For Papandreou’s would-be lenders, the task now is to tackle the prickly consequences of their solidarity. An easy resolution of the issues raised is not in sight; far from it indeed. The dilemma is this: how to prevent any repeat of the Greek calamity now that every euro country could conceivably be called on again to participate in another rescue? Senior European officials are at pains to stress that the Greek safety net is not a bailout. That may be true – euro group chief Jean-Claude Juncker makes the point that “the loans are repayable and contain no element of subsidy” – but only in a strict technical sense. This is a bailout in all but name, meaning the euro’s foundations must be reset.
The adoption of the bailout ban a generation ago in the Maastricht Treaty meant EU leaders were free to content themselves with a loosely-enforced set of fiscal rules within the single currency area. Burying the ban, for that is what has happened, means lassitude can no longer be forgiven. To do so would be to invite yet more trouble.
Hence the drive from the European authorities for more robust economic coordination and tougher central surveillance. This makes eminent sense, but is deeply contentious. For years, EU leaders merrily broke their own rules when it suited them. Now they must rewrite the rules, a process that will inevitably encompass a further shift of economic power towards Brussels.
German chancellor Angela Merkel wants to change the European treaties to bolster the EU’s powers to keep the finances of distressed member states in check.
The truth is that there is little appetite for that, the fear being that to do so would open the trap door for a further renegotiation of the treaty.
European Council president Herman Van Rompuy said last week that it would be “very difficult” to achieve unanimous support for that. Van Rompuy leads a taskforce charged by EU leaders with exploring “all options” to reinforce financial supervision.
Economics commissioner Olli Rehn, who is further down the tracks with a parallel review, argues that the rules can be strengthened by deploying provisions already embraced in the Lisbon treaty.
Rehn often cites Article 136 of the pact, which empowers EU governments to adopt “measures specific” to euro members “to set out economic policy guidelines for them”. National governments would have no veto in such cases to prevent the adoption of such measures.
This is wide-angle stuff – and leaves plenty scope for policy direction from the centre. Indeed, certain well-versed sources have gone so far as to suggest the EU authorities want power to set detailed guidelines for public sector pay in member states. Tricky ground certainly, although officials make the point that a draconian austerity plan forced on Greece a few weeks ago included pay guidelines.

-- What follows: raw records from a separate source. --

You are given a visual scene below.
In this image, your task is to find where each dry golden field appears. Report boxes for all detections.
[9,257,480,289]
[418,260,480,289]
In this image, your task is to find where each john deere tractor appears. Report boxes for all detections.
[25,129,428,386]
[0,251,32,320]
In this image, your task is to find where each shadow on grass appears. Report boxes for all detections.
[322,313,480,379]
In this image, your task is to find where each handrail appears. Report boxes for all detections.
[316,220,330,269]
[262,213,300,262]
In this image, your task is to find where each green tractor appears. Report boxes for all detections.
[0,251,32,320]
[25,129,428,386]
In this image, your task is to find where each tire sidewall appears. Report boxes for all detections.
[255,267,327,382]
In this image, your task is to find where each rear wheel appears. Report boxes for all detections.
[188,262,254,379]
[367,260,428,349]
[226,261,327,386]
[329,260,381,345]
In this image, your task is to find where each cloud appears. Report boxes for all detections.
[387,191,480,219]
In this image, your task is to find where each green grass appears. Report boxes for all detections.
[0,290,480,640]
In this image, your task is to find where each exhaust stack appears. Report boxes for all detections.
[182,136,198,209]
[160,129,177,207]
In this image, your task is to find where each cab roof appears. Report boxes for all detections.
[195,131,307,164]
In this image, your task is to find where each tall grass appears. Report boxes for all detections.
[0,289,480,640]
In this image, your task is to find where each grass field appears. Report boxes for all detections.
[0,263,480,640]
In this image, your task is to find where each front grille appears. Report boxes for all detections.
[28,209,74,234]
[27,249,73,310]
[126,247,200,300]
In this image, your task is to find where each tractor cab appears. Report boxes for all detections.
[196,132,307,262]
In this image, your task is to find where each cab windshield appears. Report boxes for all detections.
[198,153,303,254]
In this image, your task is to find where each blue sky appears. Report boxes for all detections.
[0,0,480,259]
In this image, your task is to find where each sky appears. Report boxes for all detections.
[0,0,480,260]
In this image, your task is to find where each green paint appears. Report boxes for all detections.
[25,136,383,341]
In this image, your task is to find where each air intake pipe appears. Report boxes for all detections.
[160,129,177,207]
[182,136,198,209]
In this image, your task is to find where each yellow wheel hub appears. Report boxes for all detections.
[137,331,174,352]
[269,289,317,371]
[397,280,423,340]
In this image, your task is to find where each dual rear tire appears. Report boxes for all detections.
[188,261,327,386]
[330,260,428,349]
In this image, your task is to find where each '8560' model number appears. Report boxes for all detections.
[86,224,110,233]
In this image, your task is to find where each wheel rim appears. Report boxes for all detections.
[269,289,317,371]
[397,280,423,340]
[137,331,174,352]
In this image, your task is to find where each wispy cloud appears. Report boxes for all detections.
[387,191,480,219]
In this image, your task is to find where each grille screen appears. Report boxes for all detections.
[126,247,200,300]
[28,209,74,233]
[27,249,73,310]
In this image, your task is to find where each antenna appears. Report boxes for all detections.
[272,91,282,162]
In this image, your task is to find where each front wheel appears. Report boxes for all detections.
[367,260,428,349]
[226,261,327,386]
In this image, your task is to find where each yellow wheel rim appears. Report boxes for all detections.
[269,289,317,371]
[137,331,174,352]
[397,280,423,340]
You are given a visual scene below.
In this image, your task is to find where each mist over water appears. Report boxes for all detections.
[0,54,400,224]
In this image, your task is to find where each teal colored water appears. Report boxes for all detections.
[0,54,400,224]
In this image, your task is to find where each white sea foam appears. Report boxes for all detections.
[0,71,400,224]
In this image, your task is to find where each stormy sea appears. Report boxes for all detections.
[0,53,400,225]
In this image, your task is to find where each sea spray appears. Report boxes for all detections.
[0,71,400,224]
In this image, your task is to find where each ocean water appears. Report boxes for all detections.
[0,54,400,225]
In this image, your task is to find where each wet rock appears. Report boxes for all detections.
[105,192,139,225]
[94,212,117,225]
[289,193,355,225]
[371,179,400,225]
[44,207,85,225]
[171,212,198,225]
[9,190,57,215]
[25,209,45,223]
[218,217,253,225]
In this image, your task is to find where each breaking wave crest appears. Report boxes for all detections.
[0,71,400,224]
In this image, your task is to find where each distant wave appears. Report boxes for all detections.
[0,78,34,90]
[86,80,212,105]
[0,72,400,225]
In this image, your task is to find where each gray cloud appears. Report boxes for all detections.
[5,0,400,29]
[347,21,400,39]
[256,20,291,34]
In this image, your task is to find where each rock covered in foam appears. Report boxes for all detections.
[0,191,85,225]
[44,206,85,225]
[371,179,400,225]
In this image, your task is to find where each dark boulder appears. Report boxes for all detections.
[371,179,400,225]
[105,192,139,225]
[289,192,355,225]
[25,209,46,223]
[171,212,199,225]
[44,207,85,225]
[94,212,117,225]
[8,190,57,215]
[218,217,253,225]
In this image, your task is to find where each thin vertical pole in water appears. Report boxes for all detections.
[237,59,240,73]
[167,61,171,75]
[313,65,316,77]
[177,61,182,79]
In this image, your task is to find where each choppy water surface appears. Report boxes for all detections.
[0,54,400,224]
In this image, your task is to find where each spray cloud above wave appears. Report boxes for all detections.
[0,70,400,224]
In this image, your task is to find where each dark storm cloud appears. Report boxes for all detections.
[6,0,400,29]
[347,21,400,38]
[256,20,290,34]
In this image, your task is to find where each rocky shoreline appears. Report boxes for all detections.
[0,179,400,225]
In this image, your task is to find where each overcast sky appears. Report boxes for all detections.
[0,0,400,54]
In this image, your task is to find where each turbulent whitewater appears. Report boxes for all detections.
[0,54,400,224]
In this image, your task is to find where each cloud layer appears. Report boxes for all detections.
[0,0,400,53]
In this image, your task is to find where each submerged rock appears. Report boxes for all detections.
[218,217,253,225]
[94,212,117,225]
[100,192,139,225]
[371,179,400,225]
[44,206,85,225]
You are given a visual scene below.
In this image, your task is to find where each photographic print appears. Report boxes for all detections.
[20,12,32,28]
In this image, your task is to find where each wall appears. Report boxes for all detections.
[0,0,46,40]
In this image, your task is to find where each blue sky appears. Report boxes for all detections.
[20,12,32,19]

Rehn has promised to make public his proposals before the end of June, when Spain’s EU presidency reaches its conclusion. In advance of that, he will set out his detailed thinking at an informal meeting of EU finance ministers later this week in Madrid.
Whether the ministers bite, however, is another thing. Nothing is as political as economic policy, the arena of maximum government sovereignty, and national politicians do not lightly cede power to Brussels. Still, the acceptance or otherwise of greater central oversight may well be the ultimate test of whether European leaders have learned the lessons of the Greek crisis.
Even if national leaders resent EU intrusion on their home patch, they know now that they could be asked to lend scarce money to other countries if public finances in foreign places are not kept in check. That is the logical outwork of Europe’s promise to shore up Greece. While agreement on deeper financial supervision will be hard won, Van Rompuy and Rehn could be said to be operating in a target-rich environment.